Yani Kong and her team of researchers intend to make tangible the otherwise invisible impact of streaming by measuring university outputs and developing education and policy shifts for SFU.
- Driven by data servers, networks and consumer devices, information and communication technologies (ICT) currently emits 2.7-3.3% of global greenhouse gases and is projected to increase to 7% by 2030 and by 15% by 2040. Streaming media contributes more than any other sector to this increase.
- This project responds to the need to reduce ICT’s contributions to the greenhouse gas emission by measuring the university’s outputs and developing education and policy shifts for SFU.
- The project seeks to determine the specific technology needs, to calculate the resulting CO2 emissions using the measurement model under development by SFU Engineering, and finally to develop best practices for video conferencing and online media streaming. The project will build awareness and help incorporate its findings into the mindful media consumption practices at the university.
Yani has conducted qualitative research surveys of SFU students, faculty, and staff on their streaming habits in relation to remote learning, as well as interviewed staff members in SFU Copyright who are responsible for digitizing the library catalogue.
She has learned that 80-100% percent of courses are reliant on streaming media and that 90% of instructors use Zoom as a virtual classroom, supplementing with prerecorded lecture material and other embedded content. Across her research, instructors and students have indicated issues they encounter with remote learning, such as lag, connection, and VPN access for students studying internationally, tissues that can be addressed if educational streaming media were made available to download.
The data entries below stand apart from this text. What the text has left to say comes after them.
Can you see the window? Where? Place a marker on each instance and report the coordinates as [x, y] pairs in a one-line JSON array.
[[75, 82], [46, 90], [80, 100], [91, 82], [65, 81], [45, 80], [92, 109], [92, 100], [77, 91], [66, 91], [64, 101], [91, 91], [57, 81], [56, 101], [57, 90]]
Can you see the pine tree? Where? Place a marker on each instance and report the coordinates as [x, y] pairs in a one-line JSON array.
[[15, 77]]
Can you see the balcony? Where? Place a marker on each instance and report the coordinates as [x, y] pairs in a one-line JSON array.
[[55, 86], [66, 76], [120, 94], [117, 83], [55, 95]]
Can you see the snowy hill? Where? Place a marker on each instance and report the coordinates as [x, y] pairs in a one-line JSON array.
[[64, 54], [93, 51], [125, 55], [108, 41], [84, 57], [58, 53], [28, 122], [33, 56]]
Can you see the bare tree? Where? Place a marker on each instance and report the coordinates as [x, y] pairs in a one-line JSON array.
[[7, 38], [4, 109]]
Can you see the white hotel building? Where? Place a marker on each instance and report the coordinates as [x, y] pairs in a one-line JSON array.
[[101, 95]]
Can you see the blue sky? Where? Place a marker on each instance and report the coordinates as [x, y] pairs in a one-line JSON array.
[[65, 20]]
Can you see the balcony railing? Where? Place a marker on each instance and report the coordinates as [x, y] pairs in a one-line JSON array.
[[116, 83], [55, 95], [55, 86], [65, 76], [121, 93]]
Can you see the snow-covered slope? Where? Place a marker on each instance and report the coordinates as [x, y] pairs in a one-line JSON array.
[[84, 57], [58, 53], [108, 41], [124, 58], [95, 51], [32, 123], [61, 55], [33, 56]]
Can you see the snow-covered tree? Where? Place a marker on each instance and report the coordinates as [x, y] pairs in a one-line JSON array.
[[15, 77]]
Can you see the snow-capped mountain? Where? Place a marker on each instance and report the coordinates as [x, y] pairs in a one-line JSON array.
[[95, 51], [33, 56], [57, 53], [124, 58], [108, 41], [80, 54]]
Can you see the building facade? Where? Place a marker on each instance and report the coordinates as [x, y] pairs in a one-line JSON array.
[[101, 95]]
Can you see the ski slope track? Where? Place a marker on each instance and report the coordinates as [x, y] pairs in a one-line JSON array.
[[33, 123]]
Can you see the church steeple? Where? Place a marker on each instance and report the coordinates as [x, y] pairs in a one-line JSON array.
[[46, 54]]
Yani’s next step is to work with SFU IT to measure classroom energy consumption in relation to streaming platforms used for remote learning, and to consult with IT practitioners to develop a best practice guideline for streaming media consumption in remote learning environments. In the meantime, she is planning workshops and panel discussions to raise awareness on the carbon footprint of streaming in remote teaching and learning in the arts and humanities.